Avis sur la saisine n° 24-095

Adopté en réunion plénière du 24 septembre 2024 (version PDF)

Description de la saisine

Le 18 mai 2024, Mme Julia Druelle a saisi le CDJM à propos d’un article du Point publié le 28 mars 2024 sur le site de l’hebdomadaire, sous le titre « L’immigration, ce monde parallèle ». Elle est l’autrice de la photo illustrant cette chronique de M. Serge Raffy.

Mme Druelle saisit le CDJM pour non-respect de l’exactitude et la véracité, atteinte à la dignité humaine, et manque d’attention aux personnes vulnérables. Elle considère que cette image a été « détournée de son sens, d’une façon qui contrevient à la dignité des personnes représentées ».

Recevabilité

Le choix d’une photo comme la rédaction de sa légende sont des actes journalistiques au même titre que l’écriture d’un article. Ils doivent répondre aux mêmes exigences déontologiques. Portant sur ce seul aspect de l’article cité, la saisine est recevable.

Règles déontologiques concernées

Les textes déontologiques auxquels le CDJM se réfère précisent les obligations du journaliste.

À propos du respect de l’exactitude et de la véracité :

  • Il « tient l’esprit critique, la véracité, l’exactitude, l’intégrité, l’équité, l’impartialité, pour les piliers de l’action journalistique ; tient l’accusation sans preuve, l’intention de nuire, l’altération des documents, la déformation des faits, le détournement d’images, le mensonge, la manipulation, la censure et l’autocensure, la non-vérification des faits, pour les plus graves dérives professionnelles », selon la Charte d’éthique professionnelle des journalistes français (1918-1938-2011).
  • Il doit « respecter la vérité, quelles qu’en puissent être les conséquences pour lui-même, et ce, en raison du droit que le public a de connaître », selon la Déclaration des droits et devoirs des journalistes (Munich, 1971, devoir no 1).
  • Il doit « respecter les faits et le droit que le public a de les connaître », selon la Charte d’éthique mondiale des journalistes (FIJ, 2019, article 1).
  • Il « ne rapportera que des faits dont [il] connaît l’origine, ne supprimera pas d’informations essentielles et ne falsifiera pas de documents. [Il] sera prudent dans l’utilisation des propos et documents publiés sur les médias sociaux », selon la Charte d’éthique mondiale des journalistes (FIJ, 2019, article 3).

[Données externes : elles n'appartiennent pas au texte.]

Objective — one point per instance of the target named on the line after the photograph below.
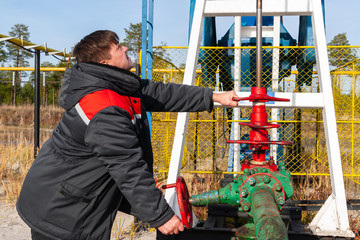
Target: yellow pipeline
(30, 45)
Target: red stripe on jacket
(94, 102)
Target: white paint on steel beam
(182, 120)
(248, 8)
(332, 219)
(250, 32)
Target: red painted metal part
(259, 139)
(182, 194)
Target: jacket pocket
(67, 210)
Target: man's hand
(225, 98)
(173, 226)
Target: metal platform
(225, 222)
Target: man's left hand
(226, 98)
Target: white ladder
(332, 219)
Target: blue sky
(63, 23)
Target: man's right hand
(173, 226)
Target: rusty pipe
(266, 215)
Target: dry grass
(16, 156)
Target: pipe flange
(260, 181)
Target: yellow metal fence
(206, 150)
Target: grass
(16, 157)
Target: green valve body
(240, 192)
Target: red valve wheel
(183, 201)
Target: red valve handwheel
(183, 200)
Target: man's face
(119, 57)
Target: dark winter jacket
(99, 156)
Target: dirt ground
(13, 228)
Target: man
(99, 158)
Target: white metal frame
(332, 219)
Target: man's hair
(95, 46)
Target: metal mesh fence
(285, 69)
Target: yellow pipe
(353, 116)
(30, 45)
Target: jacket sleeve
(171, 97)
(111, 135)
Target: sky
(61, 24)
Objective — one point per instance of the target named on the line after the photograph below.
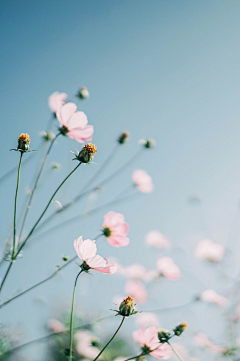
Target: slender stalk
(175, 351)
(35, 185)
(71, 319)
(110, 339)
(15, 206)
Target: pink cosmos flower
(157, 239)
(87, 252)
(209, 251)
(136, 290)
(212, 297)
(74, 123)
(168, 268)
(56, 100)
(143, 181)
(115, 229)
(148, 340)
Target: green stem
(71, 319)
(15, 206)
(110, 339)
(35, 185)
(175, 351)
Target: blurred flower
(74, 123)
(137, 290)
(209, 251)
(56, 100)
(148, 340)
(87, 252)
(115, 229)
(157, 239)
(168, 268)
(56, 326)
(143, 181)
(212, 297)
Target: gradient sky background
(162, 69)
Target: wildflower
(56, 100)
(86, 153)
(87, 252)
(115, 229)
(148, 340)
(156, 239)
(123, 138)
(179, 329)
(168, 268)
(143, 181)
(74, 123)
(209, 251)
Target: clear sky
(162, 69)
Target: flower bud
(23, 142)
(179, 329)
(163, 335)
(123, 138)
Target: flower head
(87, 252)
(143, 181)
(74, 123)
(115, 229)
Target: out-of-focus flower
(74, 123)
(147, 318)
(56, 100)
(87, 252)
(137, 290)
(209, 251)
(86, 344)
(212, 297)
(157, 239)
(83, 93)
(168, 268)
(143, 181)
(203, 340)
(115, 229)
(55, 326)
(148, 340)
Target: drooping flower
(149, 342)
(168, 268)
(56, 100)
(157, 239)
(143, 181)
(209, 251)
(115, 229)
(74, 123)
(87, 252)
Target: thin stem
(71, 319)
(15, 206)
(110, 339)
(175, 351)
(35, 185)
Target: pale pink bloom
(157, 239)
(75, 123)
(212, 297)
(136, 290)
(55, 326)
(209, 251)
(83, 340)
(168, 268)
(143, 181)
(115, 229)
(202, 340)
(148, 337)
(56, 100)
(147, 318)
(87, 252)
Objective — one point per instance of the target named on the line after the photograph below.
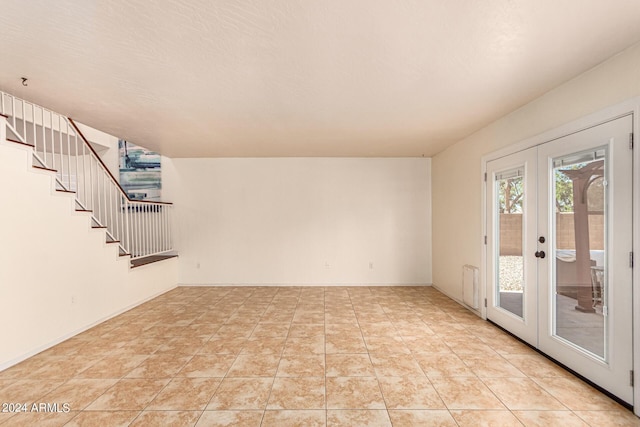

À propos du respect de la dignité :

  • Il « respecte la dignité́ des personnes et la présomption d’innocence », selon la Charte d’éthique professionnelle des journalistes français (1918-1938-2011).
  • Il « respectera la dignité́ des personnes citées et/ou représentées », selon la Charte d’éthique mondiale des journalistes (FIJ, 2019, article 8).
  • Il veille « à ce que la diffusion d’une information ou d’une opinion ne contribue pas à nourrir la haine ou les préjugés » et fait son possible « pour éviter de faciliter la propagation de discriminations fondées sur l’origine géographique, raciale, sociale ou ethnique, le genre, les mœurs sexuelles, la langue, le handicap, la religion et les opinions politiques », selon la Charte d’éthique mondiale des journalistes (FIJ, 2019, article 9).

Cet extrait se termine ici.